Insulin-degrading enzyme: is it suitable for diabetes treatment?

This article refers to:

Modulation of insulin degrading enzyme activity and liver cell proliferation

Insulin-degrading enzyme (IDE) or insulysin or insulinase was discovered by Tomizawa and Halsey¹ by its ability to degrade insulin. Today it is known that IDE is a zinc-dependent metalloproteinase, with a molecular weight of some 110 kDa, making it one of the large metalloproteinases. Several studies showed that the enzyme is present in cells in a dimeric form. It is highly conserved and even the E. coli protease III shows 27% identity and some 50% homology.² IDE is widely distributed in mammalian tissues and largely cytosolic, whereas it has also a peroxisomal target sequence and is present also in peroxisomes.

It is assumed that IDE is the principal protease responsible for the degradation and, therefore, also the inactivation of insulin. This raises the question of the substrate specificity of the enzyme. On the one hand it is known, that IDE is able to degrade a number of polypeptides, making it have a wide substrate specificity. To the substrates of IDE are counted today besides insulin also amylin, calcitonin, atrial natriuretic peptide, glucagon and others. On the other hand peptides of the same molecular weight range, as glucagon-like peptide 1, somatostatin or bradykinin are not substrates of the enzyme. This would lead to the conclusion that the catalytical chamber size, which fits peptides up to 70 amino acids, is not the only substrate-selectivity criteria. Interestingly, most – if not all – of the IDE substrates are in the one or other way amyloidogenic. All substrates are peptides with a range up to 7 or 8 kDa, except single reports on a role of IDE in the degradation of oxidized proteins, perhaps within peroxisomes.³ However, this line of research was not followed, since the general opinion overtook that the proteasomal system is responsible for the degradation of oxidized proteins.⁴ However, the earlier results of IDE playing a role in the degradation of oxidized proteins might be hampered by the fact that IDE seems to have a role in proteasomal activation.⁵ So, it seems agreeable that IDE is primarily involved in the degradation of small proteins or amyloid-forming polypeptides. This is also underlined by the fact that IDE knock out animals have a high level of amyloid-β peptide and are hyperinsulinaemic and obtain a glucose intolerance.

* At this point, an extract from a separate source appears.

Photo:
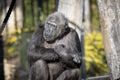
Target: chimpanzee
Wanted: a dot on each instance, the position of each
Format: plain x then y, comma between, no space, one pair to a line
54,51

Therefore, it seems to be reasonable clear that IDE is the principal peptidase responsible for insulin degradation and processing in cells. However, the real importance for this in vivo is still not well described.

Due to the insulin-degrading function of IDE it is reasonable to use inhibitors of IDE for the stabilization of the insulin levels as a therapeutic option in treating type-2-diabetes. But, nevertheless, it should be remarked that also function of IDE in development and differentiation were described, perhaps via the activation of the proteasome. So, side effects can be expected. Pivovarova and coauthors describe here an effect of IDE knock-down or the low IDE levels in type-2 diabetics liver samples. Both models were accompanied by disturbances in the p53 pathway, which might affect tumorigenesis in the liver.⁶ Whether this is a direct effect of IDE or mediated by changes in the proteasome-ubiquitin system is not clear. Certainly the effects of inhibition of IDE have to be carefully investigated – not only in liver, but also in other tissues, as brain and pancreatic islands – in order to make this a suitable future strategy of type 2 diabetes treatment.